2026-03-25 Run Registry For Deferred Cleanup¶
- Status:
implemented - Date:
2026-03-25 - Baseline repo commit before this change series:
3dba87b6e126a46fdedd48609c7d0d016cee436f - Baseline commit summary:
chore: remove codecov patch target - Initial implementation commits:
d37d7d7feat: add shared run registry primitives7a50b87feat: track writer runs in the registry6e56637test: cover run registry lifecycle
Summary¶
This change series added a writer-owned run registry that stores one run-scoped YAML record per writer invocation under a dedicated S3 prefix.
The run record is operational metadata for writers and future cleanup workflows. It is not part of the reader contract and is not embedded in the manifest body.
The core idea is:
- Create one run record when the write starts.
- Keep it fresh with a lease heartbeat while the writer is active.
- Mark it
succeededorfailedat the end. - Let a later sweeper derive cleanup targets by combining the run record, the manifest if present, and the existing
shards/run_id=...layout.
This replaced the earlier direction of writing per-attempt cleanup artifacts to S3.
Why This Change Was Needed¶
The existing best-effort cleanup_losers() behavior is useful, but it is not a complete contract for deferred cleanup:
- it runs only inline during the write
- it does not leave a durable writer-owned record that a periodic cleanup job can discover later
- if the writer process dies or cleanup fails transiently, a later sweeper needs some other durable signal to know which run should be inspected
At the same time, the solution had to satisfy a few constraints:
- work across all writers: Python, Dask, Ray, Spark, and single-db modes
- work for both HASH and CEL sharding
- avoid adding reader-only overhead to the manifest
- avoid generating one S3 object per partition or per attempt
- leave a clean migration path to a future SQLite-backed implementation
Problem With The Earlier Direction¶
The earlier plan was to write failed-attempt or attempt-journal YAML objects to S3 and let a later cleanup job process them.

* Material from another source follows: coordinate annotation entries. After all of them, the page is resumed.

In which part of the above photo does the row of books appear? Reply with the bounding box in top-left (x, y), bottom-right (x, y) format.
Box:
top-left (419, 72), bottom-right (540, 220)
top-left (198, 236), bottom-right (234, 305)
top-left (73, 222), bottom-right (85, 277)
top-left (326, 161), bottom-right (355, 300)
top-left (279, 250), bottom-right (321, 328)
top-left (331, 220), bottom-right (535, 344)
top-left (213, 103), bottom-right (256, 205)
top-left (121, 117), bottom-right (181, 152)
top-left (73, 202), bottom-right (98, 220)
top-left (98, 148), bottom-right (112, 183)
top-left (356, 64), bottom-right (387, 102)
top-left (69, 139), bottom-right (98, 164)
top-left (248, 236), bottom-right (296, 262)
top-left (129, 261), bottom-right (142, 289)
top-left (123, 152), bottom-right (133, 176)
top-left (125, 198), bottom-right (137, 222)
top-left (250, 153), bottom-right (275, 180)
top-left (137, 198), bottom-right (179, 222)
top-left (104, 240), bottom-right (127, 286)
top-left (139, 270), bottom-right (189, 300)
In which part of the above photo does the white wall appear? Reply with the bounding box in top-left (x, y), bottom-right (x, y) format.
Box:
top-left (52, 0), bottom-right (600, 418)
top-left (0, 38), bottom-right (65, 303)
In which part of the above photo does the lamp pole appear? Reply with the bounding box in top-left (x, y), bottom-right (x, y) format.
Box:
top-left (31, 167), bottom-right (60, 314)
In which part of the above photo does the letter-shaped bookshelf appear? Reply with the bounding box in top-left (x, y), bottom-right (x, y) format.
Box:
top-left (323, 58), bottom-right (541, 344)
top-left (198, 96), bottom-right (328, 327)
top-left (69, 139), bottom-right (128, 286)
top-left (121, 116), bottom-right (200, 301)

That direction had three problems.
Object Fan-Out¶
One object per attempt or per partition does not scale well.
For large future runs, the cardinality can be very high. A run with hundreds of thousands or millions of partitions would produce an unacceptable number of tiny operational objects.
Distributed Capture Semantics¶
A precise per-attempt journal is easy for a driver-owned writer, but much harder for distributed systems:
- Spark executor attempts can fail before returning structured results
- Dask and Ray have framework-specific event paths, but they are not the same abstraction
- a shared mutable run journal on S3 is awkward because S3 is an object store, not a transactional append log
Reader Contract Pollution¶
Putting cleanup telemetry directly in the manifest would make a reader-facing artifact carry operational details that readers do not need.
That is the wrong ownership boundary. Cleanup metadata belongs to the writer side.
Main Design Decisions¶
1. Separate Operational Metadata From The Manifest¶
The manifest remains the reader-facing snapshot contract.
The run registry is a separate writer-owned artifact. On successful runs, the run record stores manifest_ref. The manifest does not need to point back to the run record.
This keeps readers decoupled from cleanup mechanics.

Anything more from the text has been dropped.